Memory Efficient Modular VLSI Architecture for Highthroughput and Low-Latency Implementation of Multilevel Lifting 2-D DWT

In this paper, we present a modular and pipeline architecture for lifting-based multilevel 2-D DWT, without using line-buffer and frame-buffer. Overall area-delay product is reduced in the proposed design by appropriate partitioning and scheduling of the computation of individual decomposition-levels. The processing for different levels is performed by a cascaded pipeline structure to maximize the hardware utilization efficiency (HUE). Moreover, the proposed structure is scalable for high-throughput and area-constrained implementation. We have removed all the redundancies resulting from decimated wavelet filtering to maximize the HUE. The proposed design involves L pyramid algorithm (PA) units and one recursive pyramid algorithm (RPA) unit, where R=N/P , L=⌈log₄P̅ ⌉ and P is the input block size, M and N, respectively, being the height and width of the image. The entire multilevel DWT is computed by the proposed structure in MR cycles.
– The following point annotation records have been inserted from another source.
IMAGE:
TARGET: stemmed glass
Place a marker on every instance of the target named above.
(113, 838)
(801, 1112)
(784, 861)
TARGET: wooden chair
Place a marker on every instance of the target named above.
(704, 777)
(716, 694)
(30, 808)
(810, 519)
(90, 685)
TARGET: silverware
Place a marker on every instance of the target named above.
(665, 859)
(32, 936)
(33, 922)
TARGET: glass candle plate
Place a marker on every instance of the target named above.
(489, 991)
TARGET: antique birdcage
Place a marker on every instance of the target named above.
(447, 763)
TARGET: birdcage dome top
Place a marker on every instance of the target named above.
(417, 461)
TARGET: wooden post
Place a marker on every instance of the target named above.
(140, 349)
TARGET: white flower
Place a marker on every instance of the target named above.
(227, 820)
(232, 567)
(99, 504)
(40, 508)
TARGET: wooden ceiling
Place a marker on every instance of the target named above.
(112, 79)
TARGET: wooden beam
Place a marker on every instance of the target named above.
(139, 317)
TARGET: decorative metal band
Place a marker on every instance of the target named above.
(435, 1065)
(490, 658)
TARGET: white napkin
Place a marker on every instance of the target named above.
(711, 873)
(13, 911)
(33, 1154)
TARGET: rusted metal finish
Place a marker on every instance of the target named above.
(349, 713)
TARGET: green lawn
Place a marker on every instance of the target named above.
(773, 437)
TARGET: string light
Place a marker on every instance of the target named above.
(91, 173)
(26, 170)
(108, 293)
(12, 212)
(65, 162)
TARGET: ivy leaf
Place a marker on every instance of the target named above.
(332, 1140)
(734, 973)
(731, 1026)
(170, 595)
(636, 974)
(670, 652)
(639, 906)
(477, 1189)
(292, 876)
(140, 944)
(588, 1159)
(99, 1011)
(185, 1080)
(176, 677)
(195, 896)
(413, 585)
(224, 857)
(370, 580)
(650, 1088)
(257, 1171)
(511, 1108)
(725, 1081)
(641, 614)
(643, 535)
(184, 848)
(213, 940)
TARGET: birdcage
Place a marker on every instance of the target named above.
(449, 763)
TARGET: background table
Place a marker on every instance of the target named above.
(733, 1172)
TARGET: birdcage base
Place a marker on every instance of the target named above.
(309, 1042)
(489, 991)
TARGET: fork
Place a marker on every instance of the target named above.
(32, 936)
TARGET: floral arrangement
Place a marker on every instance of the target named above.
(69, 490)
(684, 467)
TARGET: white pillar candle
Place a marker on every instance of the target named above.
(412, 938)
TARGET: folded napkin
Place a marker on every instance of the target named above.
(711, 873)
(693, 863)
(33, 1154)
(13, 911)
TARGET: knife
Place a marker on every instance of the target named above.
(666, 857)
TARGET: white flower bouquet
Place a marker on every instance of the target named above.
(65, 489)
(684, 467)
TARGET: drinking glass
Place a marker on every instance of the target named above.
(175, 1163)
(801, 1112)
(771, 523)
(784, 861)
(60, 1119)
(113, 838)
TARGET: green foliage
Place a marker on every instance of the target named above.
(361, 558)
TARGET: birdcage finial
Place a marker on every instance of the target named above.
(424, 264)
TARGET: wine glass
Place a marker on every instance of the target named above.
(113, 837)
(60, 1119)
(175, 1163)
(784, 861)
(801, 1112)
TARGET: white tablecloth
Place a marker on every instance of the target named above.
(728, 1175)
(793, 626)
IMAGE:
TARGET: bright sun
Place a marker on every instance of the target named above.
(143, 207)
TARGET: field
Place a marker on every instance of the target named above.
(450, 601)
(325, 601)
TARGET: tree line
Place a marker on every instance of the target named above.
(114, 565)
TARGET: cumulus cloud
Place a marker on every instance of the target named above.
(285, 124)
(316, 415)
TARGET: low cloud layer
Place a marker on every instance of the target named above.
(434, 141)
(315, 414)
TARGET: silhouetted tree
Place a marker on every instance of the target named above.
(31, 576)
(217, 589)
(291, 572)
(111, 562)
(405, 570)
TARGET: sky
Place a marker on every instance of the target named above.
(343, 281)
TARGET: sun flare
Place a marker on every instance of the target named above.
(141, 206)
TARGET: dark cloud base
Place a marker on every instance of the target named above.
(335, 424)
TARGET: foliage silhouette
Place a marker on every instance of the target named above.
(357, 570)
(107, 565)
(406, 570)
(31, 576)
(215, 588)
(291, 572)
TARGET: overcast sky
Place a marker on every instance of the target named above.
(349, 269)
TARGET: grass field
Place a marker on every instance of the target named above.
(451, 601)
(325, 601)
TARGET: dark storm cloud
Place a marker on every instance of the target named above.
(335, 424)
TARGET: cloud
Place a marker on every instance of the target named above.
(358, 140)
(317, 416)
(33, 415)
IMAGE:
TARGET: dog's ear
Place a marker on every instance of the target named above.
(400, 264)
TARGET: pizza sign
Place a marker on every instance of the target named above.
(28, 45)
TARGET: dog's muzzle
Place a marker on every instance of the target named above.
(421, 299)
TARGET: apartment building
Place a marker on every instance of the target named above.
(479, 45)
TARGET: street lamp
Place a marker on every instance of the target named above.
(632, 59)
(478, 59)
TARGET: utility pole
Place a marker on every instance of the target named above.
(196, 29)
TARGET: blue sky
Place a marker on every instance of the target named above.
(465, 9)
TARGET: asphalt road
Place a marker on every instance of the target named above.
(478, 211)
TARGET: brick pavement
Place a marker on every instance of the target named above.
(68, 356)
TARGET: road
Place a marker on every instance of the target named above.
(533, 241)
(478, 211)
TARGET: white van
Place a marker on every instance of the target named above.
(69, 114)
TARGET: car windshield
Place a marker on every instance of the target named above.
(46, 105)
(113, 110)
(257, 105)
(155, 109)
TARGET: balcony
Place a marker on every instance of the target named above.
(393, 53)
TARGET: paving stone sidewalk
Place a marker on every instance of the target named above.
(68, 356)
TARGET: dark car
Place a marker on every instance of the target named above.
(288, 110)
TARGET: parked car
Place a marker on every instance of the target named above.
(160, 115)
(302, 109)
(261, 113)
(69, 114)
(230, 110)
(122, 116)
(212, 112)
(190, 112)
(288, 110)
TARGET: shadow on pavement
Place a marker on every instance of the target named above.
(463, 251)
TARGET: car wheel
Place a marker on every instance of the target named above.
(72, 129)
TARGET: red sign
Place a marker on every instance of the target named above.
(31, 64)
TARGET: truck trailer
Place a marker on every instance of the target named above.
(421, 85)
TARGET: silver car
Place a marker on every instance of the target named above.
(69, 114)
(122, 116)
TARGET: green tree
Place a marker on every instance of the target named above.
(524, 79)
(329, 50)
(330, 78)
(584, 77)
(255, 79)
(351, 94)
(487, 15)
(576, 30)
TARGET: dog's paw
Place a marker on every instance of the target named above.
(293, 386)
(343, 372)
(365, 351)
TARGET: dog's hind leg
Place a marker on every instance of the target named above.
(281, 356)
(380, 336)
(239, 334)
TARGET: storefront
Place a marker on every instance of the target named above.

The proposed structure has O(8R×2L) cycles of output latency, which is very small compared to the latency of the existing structures. Interestingly, the proposed structure does not require any line-buffer or frame-buffer, unlike the existing folded structures which otherwise require a line-buffer of size O(N) and frame-buffer of size O(M/2×N/2) for multilevel 2-D computation. Instead of those buffers, the proposed structure involves only local registers and RAM of size O(N). The saving of line-buffer and frame-buffer achieved by the proposed design is an important advantage, since the image size could very often be as large as 512 × 512. From the simulation results we find that, the proposed scalable structure offers better slice-delay-product (SDP) for higher throughput of implementation since the on-chip memory of this structure remains almost unchanged with input block size. It has 17% less SDP than the best of the corresponding existing structures on average, for different input-block sizes and image sizes. It involves 1.92 times more transistors, but offers 12.2 times higher throughput and consumes 52% less power per output (PPO) compared to the other, on average for different input sizes.